You should make sure that you understand the various types of transform covered in Subsection 1.3.1. You should remember that transformations are applied to a picture in the reverse of the order in which they are specified in the code. And, to make things easier on yourself, you should remember this hint: It is usually easier to understand the effect of a rotate, scaling, or shear transformation if (0,0) is at the center of the object that is being transformed. Since the center of this picture is (100,75), not (0,0), you might want to move the center to (0,0) first, then apply a transform or two, then move the center back to its original position or to the point where you want it to be in the end.

Part 2: Animation through Hierarchical Modeling

This lab's second programming assignment is open-ended. You should create an animation using hierarchical modeling. The requirement that the modeling be hierarchical means that you must have objects that have moving parts, and those objects must then be subject to further transformation. Using several levels of hierarchy would be nice, but is not required. A picture that looks like something is preferred, but a well-done, complex abstract animation could also be acceptable. You should spend time on the animation. Try to produce something that is reasonably complex, looks nice, and is original.

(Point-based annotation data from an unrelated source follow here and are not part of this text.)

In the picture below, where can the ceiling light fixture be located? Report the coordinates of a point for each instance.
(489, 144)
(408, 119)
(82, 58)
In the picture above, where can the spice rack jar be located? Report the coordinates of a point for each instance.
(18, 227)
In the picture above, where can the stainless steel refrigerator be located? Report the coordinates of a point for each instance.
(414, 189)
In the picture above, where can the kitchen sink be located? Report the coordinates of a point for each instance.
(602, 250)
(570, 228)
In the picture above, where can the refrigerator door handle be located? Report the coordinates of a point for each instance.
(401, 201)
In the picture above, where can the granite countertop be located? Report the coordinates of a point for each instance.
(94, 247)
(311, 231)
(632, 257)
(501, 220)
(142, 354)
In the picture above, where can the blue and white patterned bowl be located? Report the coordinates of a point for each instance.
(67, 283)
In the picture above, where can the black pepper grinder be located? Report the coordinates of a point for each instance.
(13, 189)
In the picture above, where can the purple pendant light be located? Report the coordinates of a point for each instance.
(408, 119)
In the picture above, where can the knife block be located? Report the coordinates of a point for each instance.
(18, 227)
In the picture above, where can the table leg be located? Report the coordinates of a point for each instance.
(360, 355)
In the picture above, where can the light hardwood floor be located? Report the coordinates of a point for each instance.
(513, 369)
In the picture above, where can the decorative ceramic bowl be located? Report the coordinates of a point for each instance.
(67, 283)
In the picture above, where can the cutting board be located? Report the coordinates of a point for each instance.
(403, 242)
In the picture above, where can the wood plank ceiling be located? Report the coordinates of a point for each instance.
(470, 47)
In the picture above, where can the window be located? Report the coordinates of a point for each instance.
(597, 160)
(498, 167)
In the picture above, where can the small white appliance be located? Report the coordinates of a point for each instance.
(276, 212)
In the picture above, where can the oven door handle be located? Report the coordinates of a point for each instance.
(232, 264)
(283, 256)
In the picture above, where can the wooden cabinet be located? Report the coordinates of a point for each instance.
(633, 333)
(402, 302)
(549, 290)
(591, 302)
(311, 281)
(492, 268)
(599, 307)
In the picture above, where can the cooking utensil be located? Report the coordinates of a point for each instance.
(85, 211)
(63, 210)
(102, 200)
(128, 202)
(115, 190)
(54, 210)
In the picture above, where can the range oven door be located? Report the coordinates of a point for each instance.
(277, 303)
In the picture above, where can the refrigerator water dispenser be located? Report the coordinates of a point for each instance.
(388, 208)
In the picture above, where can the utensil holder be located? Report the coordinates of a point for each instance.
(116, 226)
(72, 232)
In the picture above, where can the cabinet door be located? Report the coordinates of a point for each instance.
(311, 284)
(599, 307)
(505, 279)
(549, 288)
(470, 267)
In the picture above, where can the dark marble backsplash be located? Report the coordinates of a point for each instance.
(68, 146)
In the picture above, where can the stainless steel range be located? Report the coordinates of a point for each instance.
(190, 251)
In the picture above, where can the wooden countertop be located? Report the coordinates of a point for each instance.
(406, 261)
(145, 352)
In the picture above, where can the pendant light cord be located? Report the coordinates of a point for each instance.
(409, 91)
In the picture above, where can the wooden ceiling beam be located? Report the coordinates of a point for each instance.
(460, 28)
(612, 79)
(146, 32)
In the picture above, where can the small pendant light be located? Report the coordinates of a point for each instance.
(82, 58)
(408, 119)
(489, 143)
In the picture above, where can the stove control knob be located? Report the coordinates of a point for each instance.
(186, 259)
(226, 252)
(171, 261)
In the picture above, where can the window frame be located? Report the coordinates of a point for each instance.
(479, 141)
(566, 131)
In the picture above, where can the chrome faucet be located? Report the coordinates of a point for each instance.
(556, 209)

You can use Lab1Animation.java as a start. This program shows a very simple animation of a triangle and a rectangle (which you should remove). There is nothing hierarchical about it. The program uses a real-number coordinate system with (0,0) at the lower left corner and (7,5) at the upper right, but you are not required to use the same coordinate system.

You can also look at the example from Subsection 1.3.2 to get ideas. A reduced-size copy of the applet from that section is shown below, and the source code can be found in HierarchicalModeling2D.java. You will want to write subroutines that draw individual objects in their natural coordinate systems, as is done in this example.

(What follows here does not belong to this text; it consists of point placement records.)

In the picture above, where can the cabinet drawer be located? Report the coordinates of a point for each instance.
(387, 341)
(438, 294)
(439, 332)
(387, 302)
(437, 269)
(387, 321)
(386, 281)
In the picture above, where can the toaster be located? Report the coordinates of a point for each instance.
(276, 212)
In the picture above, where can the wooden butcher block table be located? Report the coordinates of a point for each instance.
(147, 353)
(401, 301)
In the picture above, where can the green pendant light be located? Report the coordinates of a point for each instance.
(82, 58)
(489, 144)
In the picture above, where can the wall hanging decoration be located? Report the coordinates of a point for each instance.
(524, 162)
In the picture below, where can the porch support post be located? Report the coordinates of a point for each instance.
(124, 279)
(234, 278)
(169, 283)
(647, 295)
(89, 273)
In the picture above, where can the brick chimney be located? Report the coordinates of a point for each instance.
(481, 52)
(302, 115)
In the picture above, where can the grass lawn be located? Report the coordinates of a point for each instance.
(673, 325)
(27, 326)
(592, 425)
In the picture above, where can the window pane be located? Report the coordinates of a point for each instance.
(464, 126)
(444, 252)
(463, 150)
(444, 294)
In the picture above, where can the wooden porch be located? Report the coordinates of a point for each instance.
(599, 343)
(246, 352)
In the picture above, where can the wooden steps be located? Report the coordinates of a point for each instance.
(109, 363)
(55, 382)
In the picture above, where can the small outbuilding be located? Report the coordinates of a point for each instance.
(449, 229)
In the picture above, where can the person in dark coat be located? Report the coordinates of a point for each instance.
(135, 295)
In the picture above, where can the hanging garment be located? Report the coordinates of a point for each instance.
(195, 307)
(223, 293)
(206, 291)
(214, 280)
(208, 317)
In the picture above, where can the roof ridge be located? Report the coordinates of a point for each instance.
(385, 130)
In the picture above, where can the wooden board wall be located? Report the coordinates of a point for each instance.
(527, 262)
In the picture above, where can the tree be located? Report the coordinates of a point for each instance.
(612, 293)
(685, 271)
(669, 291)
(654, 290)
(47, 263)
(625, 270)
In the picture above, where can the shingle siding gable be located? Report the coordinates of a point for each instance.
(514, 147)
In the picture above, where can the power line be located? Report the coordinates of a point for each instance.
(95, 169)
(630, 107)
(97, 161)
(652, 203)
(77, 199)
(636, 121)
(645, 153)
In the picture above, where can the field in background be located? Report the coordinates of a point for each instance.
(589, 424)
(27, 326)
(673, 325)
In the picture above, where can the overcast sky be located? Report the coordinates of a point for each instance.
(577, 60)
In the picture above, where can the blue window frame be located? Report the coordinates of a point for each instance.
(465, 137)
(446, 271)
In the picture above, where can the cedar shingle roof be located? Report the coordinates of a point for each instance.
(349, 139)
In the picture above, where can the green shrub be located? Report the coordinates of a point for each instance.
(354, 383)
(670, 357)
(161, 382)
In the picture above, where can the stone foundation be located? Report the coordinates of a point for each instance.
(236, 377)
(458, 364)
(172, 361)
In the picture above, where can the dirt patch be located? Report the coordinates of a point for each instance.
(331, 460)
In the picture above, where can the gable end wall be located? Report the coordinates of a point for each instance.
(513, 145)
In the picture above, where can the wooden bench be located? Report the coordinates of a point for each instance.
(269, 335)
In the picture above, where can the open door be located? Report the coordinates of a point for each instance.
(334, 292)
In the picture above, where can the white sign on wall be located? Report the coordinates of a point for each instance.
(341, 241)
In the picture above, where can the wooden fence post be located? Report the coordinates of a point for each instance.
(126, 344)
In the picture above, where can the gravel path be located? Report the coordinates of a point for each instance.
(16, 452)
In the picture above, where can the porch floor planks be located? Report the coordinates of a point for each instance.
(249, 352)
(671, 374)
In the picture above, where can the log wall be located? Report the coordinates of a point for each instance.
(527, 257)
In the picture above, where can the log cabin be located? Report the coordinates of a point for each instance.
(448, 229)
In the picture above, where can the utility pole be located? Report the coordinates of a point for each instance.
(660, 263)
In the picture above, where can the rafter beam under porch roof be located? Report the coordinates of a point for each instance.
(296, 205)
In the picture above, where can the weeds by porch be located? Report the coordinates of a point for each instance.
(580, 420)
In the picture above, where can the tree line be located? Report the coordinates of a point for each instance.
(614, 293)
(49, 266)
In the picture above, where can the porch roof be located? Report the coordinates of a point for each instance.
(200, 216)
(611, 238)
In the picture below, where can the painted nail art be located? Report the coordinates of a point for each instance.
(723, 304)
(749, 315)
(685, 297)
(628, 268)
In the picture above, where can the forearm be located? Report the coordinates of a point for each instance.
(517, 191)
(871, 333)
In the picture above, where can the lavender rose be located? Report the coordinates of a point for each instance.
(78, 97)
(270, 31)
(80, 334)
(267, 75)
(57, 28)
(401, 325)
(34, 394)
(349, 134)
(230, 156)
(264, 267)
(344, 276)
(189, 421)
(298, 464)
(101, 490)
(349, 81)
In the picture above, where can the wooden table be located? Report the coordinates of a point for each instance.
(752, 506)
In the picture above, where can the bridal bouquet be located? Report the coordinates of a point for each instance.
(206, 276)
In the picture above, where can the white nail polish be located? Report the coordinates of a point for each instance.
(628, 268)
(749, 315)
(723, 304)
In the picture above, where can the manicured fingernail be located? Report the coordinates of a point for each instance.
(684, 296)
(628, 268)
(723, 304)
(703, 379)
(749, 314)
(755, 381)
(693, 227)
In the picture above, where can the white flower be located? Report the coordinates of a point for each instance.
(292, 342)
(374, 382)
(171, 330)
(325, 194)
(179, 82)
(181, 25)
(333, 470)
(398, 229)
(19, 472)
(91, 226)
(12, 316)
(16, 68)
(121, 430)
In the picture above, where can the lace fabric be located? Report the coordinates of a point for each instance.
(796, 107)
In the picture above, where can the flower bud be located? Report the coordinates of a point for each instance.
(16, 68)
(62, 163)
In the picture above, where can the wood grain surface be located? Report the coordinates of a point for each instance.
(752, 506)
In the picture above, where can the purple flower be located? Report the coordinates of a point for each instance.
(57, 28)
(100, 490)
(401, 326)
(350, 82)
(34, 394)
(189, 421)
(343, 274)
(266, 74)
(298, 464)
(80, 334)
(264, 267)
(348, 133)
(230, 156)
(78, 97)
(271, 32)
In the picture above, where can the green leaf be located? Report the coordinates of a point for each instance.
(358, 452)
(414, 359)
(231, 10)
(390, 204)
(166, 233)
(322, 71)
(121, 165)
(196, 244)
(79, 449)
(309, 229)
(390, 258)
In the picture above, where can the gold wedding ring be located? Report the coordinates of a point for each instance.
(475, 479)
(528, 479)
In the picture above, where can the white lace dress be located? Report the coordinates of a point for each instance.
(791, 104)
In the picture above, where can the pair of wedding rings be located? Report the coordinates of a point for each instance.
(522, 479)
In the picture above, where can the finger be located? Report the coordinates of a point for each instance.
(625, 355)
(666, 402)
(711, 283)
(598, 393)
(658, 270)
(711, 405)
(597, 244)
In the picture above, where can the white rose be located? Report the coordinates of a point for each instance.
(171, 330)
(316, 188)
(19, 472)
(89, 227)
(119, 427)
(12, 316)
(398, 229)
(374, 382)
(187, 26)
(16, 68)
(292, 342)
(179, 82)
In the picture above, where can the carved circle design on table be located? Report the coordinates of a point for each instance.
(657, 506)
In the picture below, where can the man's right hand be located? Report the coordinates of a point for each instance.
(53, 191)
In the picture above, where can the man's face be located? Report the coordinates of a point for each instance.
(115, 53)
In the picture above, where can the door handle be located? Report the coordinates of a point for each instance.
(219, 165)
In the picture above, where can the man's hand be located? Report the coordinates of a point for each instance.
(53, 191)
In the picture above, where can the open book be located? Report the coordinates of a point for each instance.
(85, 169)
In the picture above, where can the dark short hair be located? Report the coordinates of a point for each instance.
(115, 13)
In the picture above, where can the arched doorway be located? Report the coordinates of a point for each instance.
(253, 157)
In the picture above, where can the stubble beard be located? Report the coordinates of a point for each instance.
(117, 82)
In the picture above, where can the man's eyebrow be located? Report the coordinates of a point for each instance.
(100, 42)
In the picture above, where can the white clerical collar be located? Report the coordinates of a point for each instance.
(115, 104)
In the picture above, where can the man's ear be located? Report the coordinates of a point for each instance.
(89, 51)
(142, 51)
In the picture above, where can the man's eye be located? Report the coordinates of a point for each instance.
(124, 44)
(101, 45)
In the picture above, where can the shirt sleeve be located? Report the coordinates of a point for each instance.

The file Lab1Applet.java can be used to put an applet version of your program on a web page. You won't have to make any changes to it, and you won't need it until you start work on your web site.

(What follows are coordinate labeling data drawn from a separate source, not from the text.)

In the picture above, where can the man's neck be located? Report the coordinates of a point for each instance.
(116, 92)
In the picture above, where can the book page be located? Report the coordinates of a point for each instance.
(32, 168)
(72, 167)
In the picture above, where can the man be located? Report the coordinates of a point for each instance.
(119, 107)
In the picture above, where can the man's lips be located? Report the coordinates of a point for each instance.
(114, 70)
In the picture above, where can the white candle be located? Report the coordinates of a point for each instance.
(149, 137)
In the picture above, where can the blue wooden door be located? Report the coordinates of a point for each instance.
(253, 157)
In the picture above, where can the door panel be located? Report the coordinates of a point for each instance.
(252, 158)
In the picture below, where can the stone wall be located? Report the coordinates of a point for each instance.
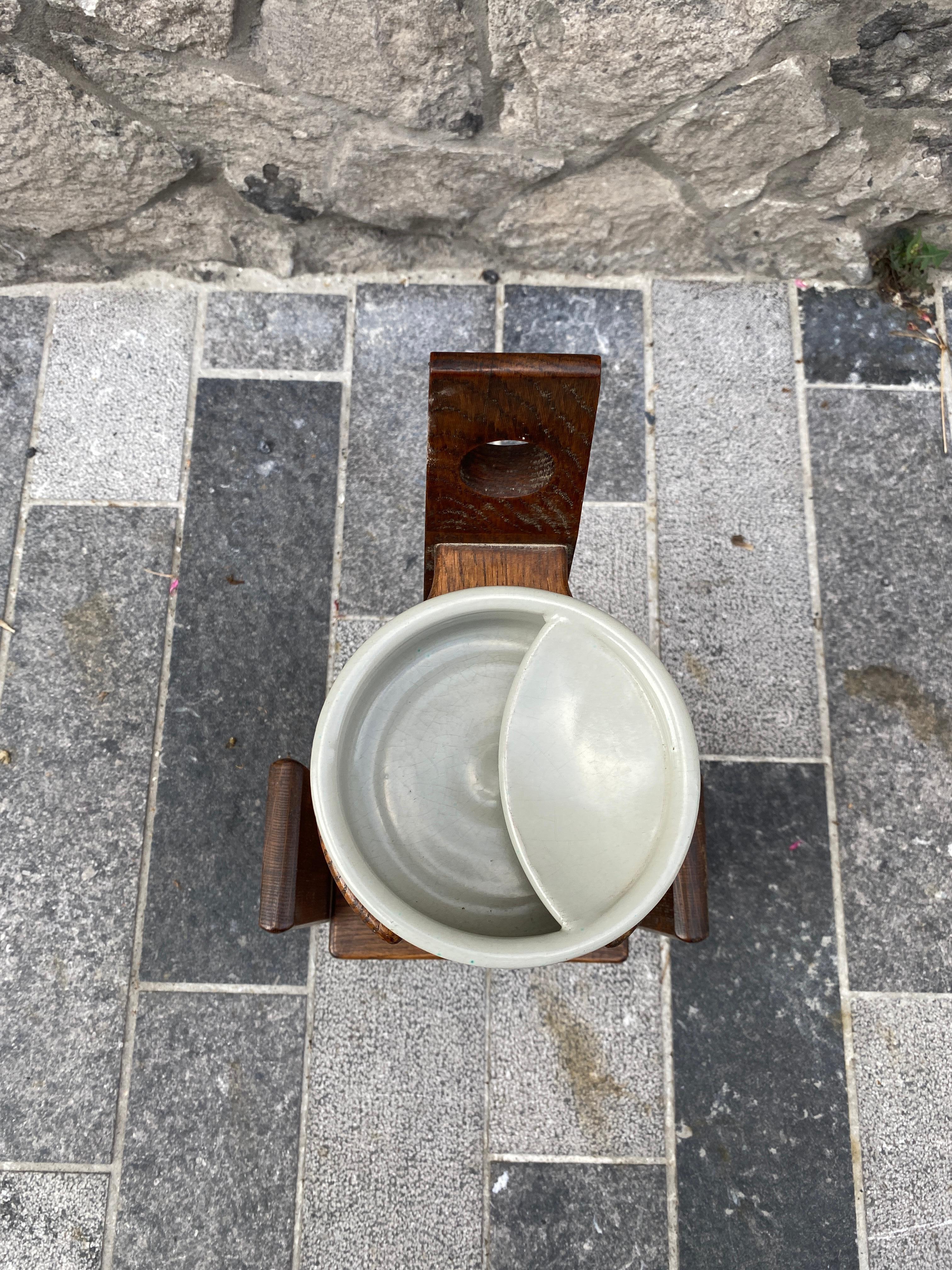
(594, 136)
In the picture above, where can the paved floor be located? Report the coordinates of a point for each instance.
(209, 497)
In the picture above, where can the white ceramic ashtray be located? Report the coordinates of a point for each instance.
(506, 778)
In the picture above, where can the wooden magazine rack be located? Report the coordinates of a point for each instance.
(508, 454)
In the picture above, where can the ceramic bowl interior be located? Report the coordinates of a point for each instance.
(407, 779)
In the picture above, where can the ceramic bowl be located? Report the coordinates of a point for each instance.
(506, 778)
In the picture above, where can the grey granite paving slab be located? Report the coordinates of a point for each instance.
(249, 662)
(883, 497)
(848, 338)
(22, 332)
(210, 1164)
(610, 568)
(609, 323)
(575, 1058)
(275, 332)
(398, 328)
(737, 625)
(116, 397)
(53, 1221)
(394, 1169)
(904, 1086)
(578, 1217)
(765, 1171)
(78, 717)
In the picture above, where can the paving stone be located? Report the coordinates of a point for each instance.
(610, 568)
(210, 1164)
(577, 1058)
(22, 331)
(904, 1086)
(883, 496)
(578, 1217)
(737, 625)
(848, 338)
(275, 332)
(609, 323)
(249, 662)
(398, 328)
(51, 1221)
(765, 1173)
(349, 634)
(394, 1169)
(78, 718)
(116, 397)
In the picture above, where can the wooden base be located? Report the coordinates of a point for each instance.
(352, 939)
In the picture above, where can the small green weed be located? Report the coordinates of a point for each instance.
(903, 265)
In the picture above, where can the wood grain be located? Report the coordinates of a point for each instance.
(483, 492)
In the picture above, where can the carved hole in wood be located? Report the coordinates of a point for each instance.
(507, 469)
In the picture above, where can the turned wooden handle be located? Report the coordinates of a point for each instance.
(296, 883)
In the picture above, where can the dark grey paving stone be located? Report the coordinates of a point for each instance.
(593, 321)
(848, 338)
(249, 661)
(395, 1116)
(275, 332)
(883, 496)
(78, 717)
(53, 1221)
(398, 328)
(562, 1217)
(22, 331)
(734, 587)
(210, 1164)
(904, 1089)
(765, 1171)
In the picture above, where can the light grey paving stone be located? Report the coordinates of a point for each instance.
(22, 331)
(116, 397)
(609, 323)
(737, 625)
(78, 717)
(904, 1086)
(398, 328)
(883, 495)
(351, 633)
(394, 1171)
(610, 568)
(53, 1221)
(275, 332)
(575, 1057)
(210, 1165)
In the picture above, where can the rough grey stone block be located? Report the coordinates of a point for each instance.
(210, 1163)
(349, 634)
(51, 1221)
(249, 662)
(564, 1217)
(116, 397)
(737, 628)
(275, 332)
(394, 1171)
(851, 337)
(883, 495)
(610, 568)
(78, 718)
(76, 162)
(765, 1169)
(609, 323)
(22, 332)
(904, 1089)
(575, 1057)
(398, 328)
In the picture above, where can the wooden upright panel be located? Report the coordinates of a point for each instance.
(530, 488)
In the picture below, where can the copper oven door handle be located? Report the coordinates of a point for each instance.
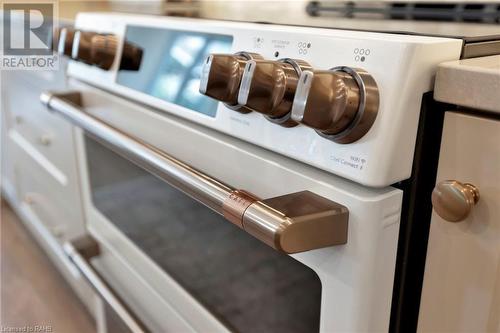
(290, 223)
(79, 252)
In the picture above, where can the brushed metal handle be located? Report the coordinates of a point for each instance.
(291, 223)
(453, 200)
(79, 252)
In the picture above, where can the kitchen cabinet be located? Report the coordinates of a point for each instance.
(461, 289)
(40, 174)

Some ideas for things that you might add to your animation: A sun with rotating or pulsing rays that moves across the sky. Something like a ferris wheel (which is s a little tricky, since you have to make the seats not rotate as the wheel goes around). A cart (or parade float) that carries a TV that is showing a simple animation. A double pinwheel that has a rotating rod with a rotating pinwheel on either end. An airplane with a stick-figure waving pilot. Anything else that you can think of.